The world’s largest miner has not commented on the specific assets, but these are expected to include aluminium, manganese operations, non-core petroleum operations and the Pinto Valley mine in the United States.
But while few question the need for BHP and others to sell assets, its ability to seal more deals is less clear.
In part, this is because of the type of assets being sold.
Analysts have quoted BHP Chief Financial Officer Graham Kerr as saying this month he expected petroleum assets would be easy to sell - several parties were keen on in its stake in the Browse gas project in Australia, eventually sold to PetroChina.
Similarly, any assets in commodities that are in short supply are likely to attract buyers - copper, for example - or stakes in another rarity, unwanted iron ore mines.
At Rio Tinto, a stake in Canada’s largest iron ore producer IOC is expected to attract suitors including Glencore, Canada’s Teck - both hungry for the steelmaking ingredient - and even India’s Vedanta.
But many of the assets on the block - Rio’s and BHP’s aluminium assets, for example - are in troubled industries seen to be unlikely to turn around any time soon.
Or, like Rio’s diamonds operations, they are in niches too small for the majors, but where there are also few natural suitors. With the exception of heavyweights De Beers and Russia’s Alrosa, other players in the industry are small.
Opportunistic private equity funds - so far only fringe players in the mining industry - have eyed the mines. Apollo and KKR were both among the suitors for BHP’s EKATI diamond mine, eventually sold to what is now Dominion Diamond Corp.

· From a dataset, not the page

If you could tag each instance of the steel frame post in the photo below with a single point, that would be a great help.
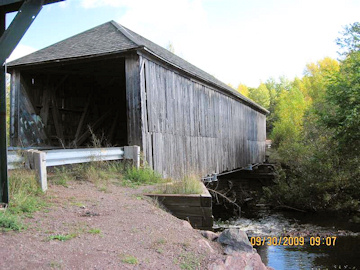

The scale of the Rio diamond sale is unprecedented in that sector, but these buyers could struggle with a portfolio on the books at $1.3 billon and which includes the Argyle mine, undergoing a costly expansion.
“Investors are very careful of assets that require a lot of capex (investment) in order to be turned around,” Gianmarco Migliavacca, a senior analyst at credit ratings agency Moody’s said. “Investors will be picky, and as a result disposals in these structurally challenged commodities will be difficult.”
The result could well be that many of the sales are put on ice, awaiting improved conditions. Some industry advisers say they are already advocating this strategy, even for majors which, like Rio, are under pressure to cut debt.
“Our experience is that assets that are sold in distress or in haste, you often repent at your leisure,” outgoing BHP Chief Executive Marius Kloppers said last month.
BHP, for example, signalled that its nickel business - considered non-core by the market and where BHP has cut staff - had benefitted from good exploration results.
Analyst Paul Gait at Sanford Bernstein said miners would have to carefully consider why assets are on the block, potentially distributing unattractive businesses straight to shareholders if no cash buyer materialises - achieving the aim of keeping management attention on core assets.
“But spinning off to shareholders, of course, does not raise cash,” Gait said. “If the objective is not portfolio restructuring but to fix the balance sheet, this doesn’t help.”